Log-Based Business Metrics — Product Observability from Your Existing Logs

Your engineering dashboards are humming. Latency, error rates, throughput — all derived from canonical logs. Your CTO is happy. Then your product manager asks: “How many users completed the checkout flow yesterday? Where are they dropping off?” You open Amplitude. It costs $36,000/year. Your logs already have the answer.

Over the past three articles, we’ve built a structured logging foundation that most teams never fully exploit. In the first article, we introduced canonical log lines — one wide, structured event per request per service, emitted at the end of the request lifecycle. In the second article, we propagated trace_id across service boundaries and enriched every log line with business dimensions: bounded_context, feature, and session_feature_id. In the third article, we turned those logs into engineering metrics — latency percentiles, error rate breakdowns, throughput dashboards — all in Grafana with Loki.
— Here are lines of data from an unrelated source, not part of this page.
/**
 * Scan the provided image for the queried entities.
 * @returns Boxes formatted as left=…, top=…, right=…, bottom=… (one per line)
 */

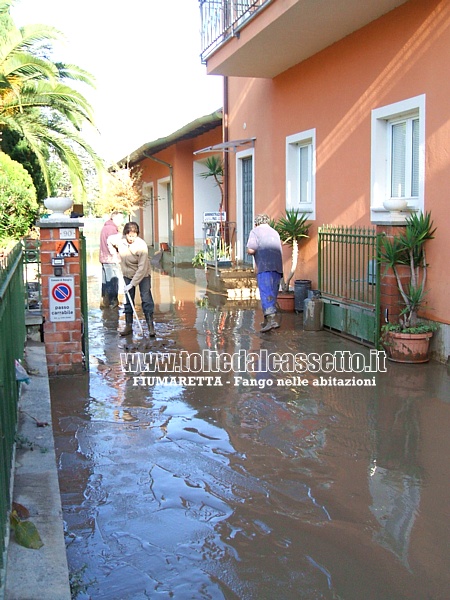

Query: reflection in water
left=51, top=255, right=450, bottom=600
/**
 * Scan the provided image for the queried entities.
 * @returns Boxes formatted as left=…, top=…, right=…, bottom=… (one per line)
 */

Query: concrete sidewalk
left=4, top=342, right=71, bottom=600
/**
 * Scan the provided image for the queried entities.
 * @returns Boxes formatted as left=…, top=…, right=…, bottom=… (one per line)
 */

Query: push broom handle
left=125, top=290, right=144, bottom=335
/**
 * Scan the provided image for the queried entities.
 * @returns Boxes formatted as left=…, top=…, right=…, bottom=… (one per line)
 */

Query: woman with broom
left=108, top=221, right=155, bottom=337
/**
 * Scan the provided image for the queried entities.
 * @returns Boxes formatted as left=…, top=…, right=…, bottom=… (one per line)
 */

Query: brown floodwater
left=51, top=263, right=450, bottom=600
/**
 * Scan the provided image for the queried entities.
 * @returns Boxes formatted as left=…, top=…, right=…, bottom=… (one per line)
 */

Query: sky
left=11, top=0, right=223, bottom=162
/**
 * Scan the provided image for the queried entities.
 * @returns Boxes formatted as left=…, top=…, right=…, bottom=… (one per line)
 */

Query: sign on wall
left=48, top=277, right=75, bottom=323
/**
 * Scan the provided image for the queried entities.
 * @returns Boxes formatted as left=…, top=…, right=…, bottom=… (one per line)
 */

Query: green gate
left=319, top=225, right=380, bottom=346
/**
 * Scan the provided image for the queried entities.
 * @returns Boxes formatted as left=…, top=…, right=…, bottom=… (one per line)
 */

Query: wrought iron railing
left=199, top=0, right=273, bottom=63
left=0, top=242, right=25, bottom=584
left=319, top=225, right=379, bottom=306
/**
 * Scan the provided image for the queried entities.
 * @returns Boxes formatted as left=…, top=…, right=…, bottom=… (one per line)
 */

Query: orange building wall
left=229, top=0, right=450, bottom=323
left=137, top=127, right=222, bottom=255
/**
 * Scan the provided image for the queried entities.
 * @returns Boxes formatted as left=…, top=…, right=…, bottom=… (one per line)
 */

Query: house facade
left=200, top=0, right=450, bottom=360
left=118, top=110, right=222, bottom=264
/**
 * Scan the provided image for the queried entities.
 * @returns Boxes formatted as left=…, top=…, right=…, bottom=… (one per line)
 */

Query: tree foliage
left=0, top=152, right=38, bottom=240
left=0, top=0, right=103, bottom=199
left=95, top=169, right=147, bottom=216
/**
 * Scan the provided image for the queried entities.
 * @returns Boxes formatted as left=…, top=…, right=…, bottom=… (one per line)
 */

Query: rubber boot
left=119, top=314, right=133, bottom=336
left=145, top=313, right=156, bottom=337
left=260, top=313, right=280, bottom=333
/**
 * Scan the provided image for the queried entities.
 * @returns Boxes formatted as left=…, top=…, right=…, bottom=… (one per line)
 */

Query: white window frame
left=370, top=94, right=425, bottom=223
left=286, top=129, right=316, bottom=220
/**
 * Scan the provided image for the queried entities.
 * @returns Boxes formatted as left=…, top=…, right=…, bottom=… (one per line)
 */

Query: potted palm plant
left=272, top=209, right=311, bottom=310
left=199, top=156, right=231, bottom=268
left=379, top=213, right=437, bottom=363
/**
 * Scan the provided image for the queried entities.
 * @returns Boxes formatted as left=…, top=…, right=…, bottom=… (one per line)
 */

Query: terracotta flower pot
left=386, top=331, right=433, bottom=363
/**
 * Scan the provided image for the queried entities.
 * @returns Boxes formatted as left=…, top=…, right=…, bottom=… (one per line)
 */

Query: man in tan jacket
left=108, top=221, right=155, bottom=337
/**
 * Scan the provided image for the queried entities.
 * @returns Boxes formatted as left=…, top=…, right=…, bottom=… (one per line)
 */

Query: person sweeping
left=108, top=221, right=155, bottom=337
left=247, top=214, right=283, bottom=333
This article takes the final step. We’re going to derive product metrics from the same log data. Feature adoption. Conversion funnels. Drop-off analysis. Bounded context health. No new pipeline. No new vendor. Just LogQL queries against the logs you already produce.

The gap between engineering and product observability

Engineering teams live in Grafana. They have dashboards for p99 latency, error rates by service, and throughput by endpoint. These dashboards are powered by canonical logs — structured, queryable, and free.

Product teams live in Amplitude, Mixpanel, or Segment. They have dashboards for feature adoption, conversion funnels, and user retention. These dashboards are powered by a completely separate data pipeline — a tracking SDK in the frontend, an event ingestion API, a data warehouse, and a $30k–$100k/year SaaS contract.

Two teams. Two pipelines. Two data models. Two sources of truth.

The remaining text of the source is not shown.